Friday, June 27, 2008

"A Diocese Willing to Participate" - Sometimes

There is a new story up on CatholicCourier.com. Called "Changes envelop city churches," the story covers in a general way some of the many changes the Catholic Church in the City of Rochester has been undergoing with the closure and consolidation of multiple parishes in recent years.

The story reports comments from both of DOR's Pastoral Planning Liaisons, Karen Rinefierd and Deb Housel.

As difficult as the local consolidations have been, Rinefierd said Rochester still has a more favorable pastoral-planning scenario because its system promotes input from parish communities and comparatively longer planning periods for consolidations than do those of other dioceses.

"(Bishop Matthew H. Clark) has intentionally wanted people to have clear information," Rinefierd said.

Housel, meanwhile, said input from pastoral-planning groups in all 12 counties mark Rochester as "a diocese willing to participate."

A Tale of Two Processes

Pastoral Planning in DOR has been a fairly open process, generally involving dozens of people in each planning group and large amounts of data from the diocese.  Although recent events have shown that the diocese can and will axe a pastoral plan without consultation when it feels the need, this generally has not been the case.

All of this openness and collaboration results in a fairly high degree of trust and confidence in the results of the process.  Nobody likes to see their parish closed, but when that does happen most people realize that a lot of their fellow parishioners have spent countless hours pouring over piles of data and that closure, sadly, is the only reasonable course of action.

Our Catholic schools are an entirely different matter.  Parents and other parishioners have no meaningful say in the operation of the system.  The only data made public is that which favors the diocese's position on a given matter.  Everything else is kept in house, for potential review by committees of the well-off and the well-connected meeting in secret.  Bishop Clark remains effectively in hiding and will not answer questions from his flock.
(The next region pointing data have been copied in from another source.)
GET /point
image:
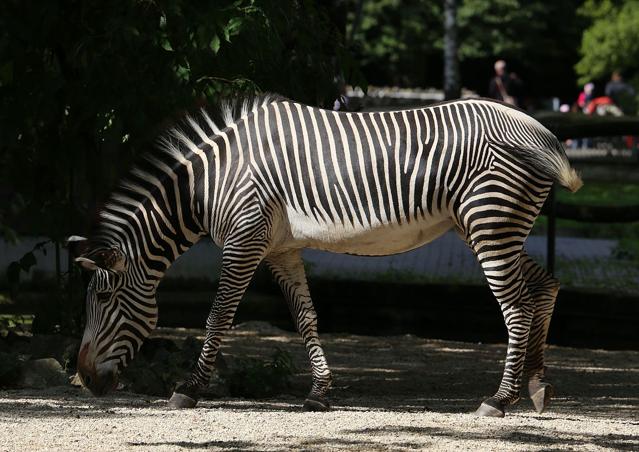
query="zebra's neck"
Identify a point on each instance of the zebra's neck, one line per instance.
(155, 216)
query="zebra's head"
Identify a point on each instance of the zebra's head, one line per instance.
(120, 313)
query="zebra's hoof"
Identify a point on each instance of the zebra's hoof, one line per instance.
(315, 403)
(178, 400)
(541, 396)
(490, 408)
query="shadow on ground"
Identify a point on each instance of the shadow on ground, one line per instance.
(400, 392)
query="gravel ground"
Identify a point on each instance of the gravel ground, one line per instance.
(390, 393)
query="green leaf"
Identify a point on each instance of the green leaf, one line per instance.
(28, 261)
(13, 273)
(215, 44)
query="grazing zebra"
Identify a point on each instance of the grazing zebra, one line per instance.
(281, 176)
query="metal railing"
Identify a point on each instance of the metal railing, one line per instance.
(574, 126)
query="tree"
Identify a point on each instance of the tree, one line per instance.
(401, 42)
(85, 86)
(611, 42)
(451, 65)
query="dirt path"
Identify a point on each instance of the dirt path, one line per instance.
(394, 393)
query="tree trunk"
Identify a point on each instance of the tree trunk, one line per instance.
(451, 65)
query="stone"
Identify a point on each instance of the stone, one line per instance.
(42, 373)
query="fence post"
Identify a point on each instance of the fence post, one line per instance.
(552, 231)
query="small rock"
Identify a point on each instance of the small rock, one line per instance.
(74, 380)
(42, 373)
(9, 369)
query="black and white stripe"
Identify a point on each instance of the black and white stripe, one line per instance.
(281, 176)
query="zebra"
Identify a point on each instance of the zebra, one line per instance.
(277, 176)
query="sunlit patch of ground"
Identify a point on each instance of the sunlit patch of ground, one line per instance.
(396, 393)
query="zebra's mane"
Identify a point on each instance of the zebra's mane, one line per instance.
(172, 146)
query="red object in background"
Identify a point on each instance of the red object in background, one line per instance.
(602, 100)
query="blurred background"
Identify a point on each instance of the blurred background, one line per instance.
(86, 86)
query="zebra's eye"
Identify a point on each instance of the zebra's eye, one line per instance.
(103, 281)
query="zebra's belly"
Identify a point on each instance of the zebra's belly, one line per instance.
(380, 240)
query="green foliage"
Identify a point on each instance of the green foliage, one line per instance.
(254, 378)
(612, 40)
(400, 42)
(84, 86)
(395, 38)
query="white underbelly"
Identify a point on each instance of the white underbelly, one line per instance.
(373, 240)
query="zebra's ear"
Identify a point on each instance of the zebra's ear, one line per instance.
(106, 258)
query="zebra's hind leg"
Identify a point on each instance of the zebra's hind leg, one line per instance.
(288, 269)
(543, 289)
(501, 263)
(239, 262)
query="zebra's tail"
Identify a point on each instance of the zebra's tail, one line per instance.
(552, 163)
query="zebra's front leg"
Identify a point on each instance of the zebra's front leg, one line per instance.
(238, 266)
(505, 278)
(544, 289)
(288, 269)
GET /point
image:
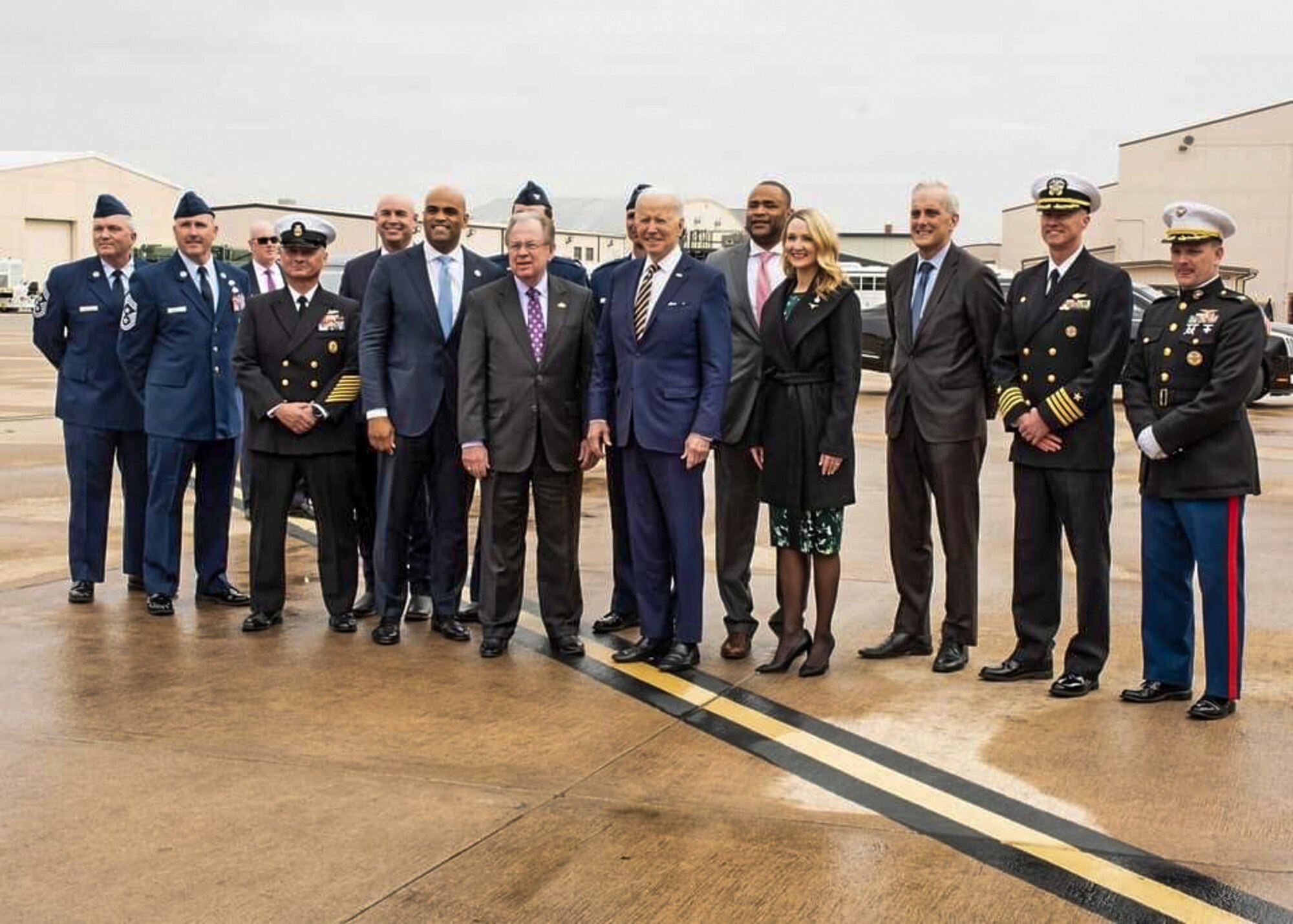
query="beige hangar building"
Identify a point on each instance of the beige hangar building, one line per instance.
(1242, 164)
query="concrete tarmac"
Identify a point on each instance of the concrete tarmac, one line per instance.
(178, 769)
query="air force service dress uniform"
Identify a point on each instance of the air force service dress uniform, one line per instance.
(74, 324)
(302, 347)
(1190, 373)
(1060, 350)
(176, 345)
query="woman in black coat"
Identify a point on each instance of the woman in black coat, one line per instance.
(813, 341)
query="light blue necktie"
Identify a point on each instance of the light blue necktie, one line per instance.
(445, 297)
(923, 281)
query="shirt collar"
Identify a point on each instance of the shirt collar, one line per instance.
(542, 286)
(1065, 267)
(456, 255)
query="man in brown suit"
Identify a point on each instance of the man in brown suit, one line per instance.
(945, 308)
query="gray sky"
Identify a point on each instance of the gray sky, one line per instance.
(848, 103)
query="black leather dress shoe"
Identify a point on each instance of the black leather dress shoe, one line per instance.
(451, 628)
(1154, 691)
(898, 645)
(615, 621)
(679, 658)
(343, 623)
(259, 621)
(160, 605)
(420, 608)
(1010, 669)
(367, 605)
(952, 656)
(1211, 708)
(1071, 686)
(228, 597)
(643, 650)
(568, 646)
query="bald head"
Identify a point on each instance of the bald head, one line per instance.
(264, 254)
(444, 218)
(396, 218)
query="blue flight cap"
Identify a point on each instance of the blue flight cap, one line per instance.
(109, 205)
(191, 204)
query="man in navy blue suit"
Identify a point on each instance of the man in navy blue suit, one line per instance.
(659, 386)
(176, 345)
(74, 324)
(409, 369)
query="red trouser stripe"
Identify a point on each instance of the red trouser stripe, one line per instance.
(1233, 597)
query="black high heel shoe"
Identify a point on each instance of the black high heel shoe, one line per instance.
(782, 667)
(809, 669)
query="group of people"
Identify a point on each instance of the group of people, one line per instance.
(435, 368)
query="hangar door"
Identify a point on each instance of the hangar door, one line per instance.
(45, 245)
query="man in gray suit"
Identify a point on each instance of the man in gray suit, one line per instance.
(945, 308)
(524, 365)
(752, 271)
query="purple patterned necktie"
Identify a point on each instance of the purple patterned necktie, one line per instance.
(535, 321)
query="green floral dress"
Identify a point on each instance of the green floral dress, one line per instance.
(814, 532)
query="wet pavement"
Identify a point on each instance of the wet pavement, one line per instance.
(182, 770)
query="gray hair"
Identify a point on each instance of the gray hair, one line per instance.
(950, 200)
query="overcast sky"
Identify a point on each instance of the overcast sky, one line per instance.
(334, 103)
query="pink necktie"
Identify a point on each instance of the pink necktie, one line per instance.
(762, 285)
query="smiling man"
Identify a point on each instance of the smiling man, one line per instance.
(412, 323)
(945, 308)
(176, 346)
(74, 324)
(1058, 354)
(1188, 381)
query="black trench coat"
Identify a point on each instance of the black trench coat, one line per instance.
(811, 371)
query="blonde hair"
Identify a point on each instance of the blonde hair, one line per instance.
(831, 277)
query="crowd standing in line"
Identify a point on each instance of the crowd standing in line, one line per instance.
(435, 368)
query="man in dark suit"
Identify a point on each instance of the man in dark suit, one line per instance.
(176, 345)
(752, 271)
(1190, 373)
(945, 308)
(409, 365)
(1058, 354)
(74, 324)
(533, 199)
(396, 219)
(526, 360)
(298, 364)
(661, 373)
(624, 601)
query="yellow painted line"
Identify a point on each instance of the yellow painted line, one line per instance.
(1053, 850)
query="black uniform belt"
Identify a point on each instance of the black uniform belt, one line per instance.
(783, 377)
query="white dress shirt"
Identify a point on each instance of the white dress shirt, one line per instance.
(776, 274)
(660, 280)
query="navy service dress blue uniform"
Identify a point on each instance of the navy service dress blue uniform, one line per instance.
(74, 324)
(1060, 350)
(302, 347)
(176, 345)
(533, 196)
(1191, 371)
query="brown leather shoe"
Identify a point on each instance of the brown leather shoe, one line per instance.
(736, 646)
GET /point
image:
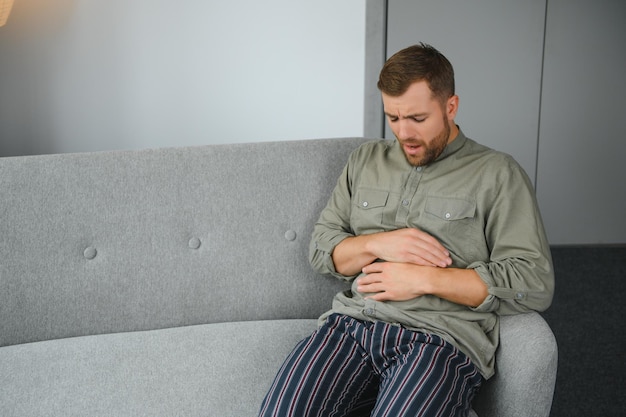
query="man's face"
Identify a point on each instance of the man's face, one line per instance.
(420, 122)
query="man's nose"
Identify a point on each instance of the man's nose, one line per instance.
(404, 130)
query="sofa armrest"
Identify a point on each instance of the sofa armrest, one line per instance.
(526, 367)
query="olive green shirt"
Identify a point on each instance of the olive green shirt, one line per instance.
(478, 203)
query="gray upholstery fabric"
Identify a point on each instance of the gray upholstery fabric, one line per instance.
(220, 370)
(98, 251)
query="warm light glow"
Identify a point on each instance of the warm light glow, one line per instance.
(5, 10)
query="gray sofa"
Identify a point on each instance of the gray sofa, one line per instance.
(173, 282)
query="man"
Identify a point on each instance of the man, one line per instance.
(439, 237)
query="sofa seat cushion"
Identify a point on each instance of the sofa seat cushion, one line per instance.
(220, 370)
Public statements from diocesan spokesmen usually incorporate a fair amount of poorly disguised spin.

As a result there is now very little (if any) trust in the diocese and its MCCS System.  Most people have no confidence that the Bishop, his School Board and/or his school administrators (a) really care about Catholic education, and (b) have a clue what they are doing.  While they all mouth the right words, their actions say exactly the opposite.  People, especially parents, want to have faith in their MCSS leaders; most, however, find little reason to do so.

It didn't have to be this way.  Bishop Clark has only himself and his advisors to blame.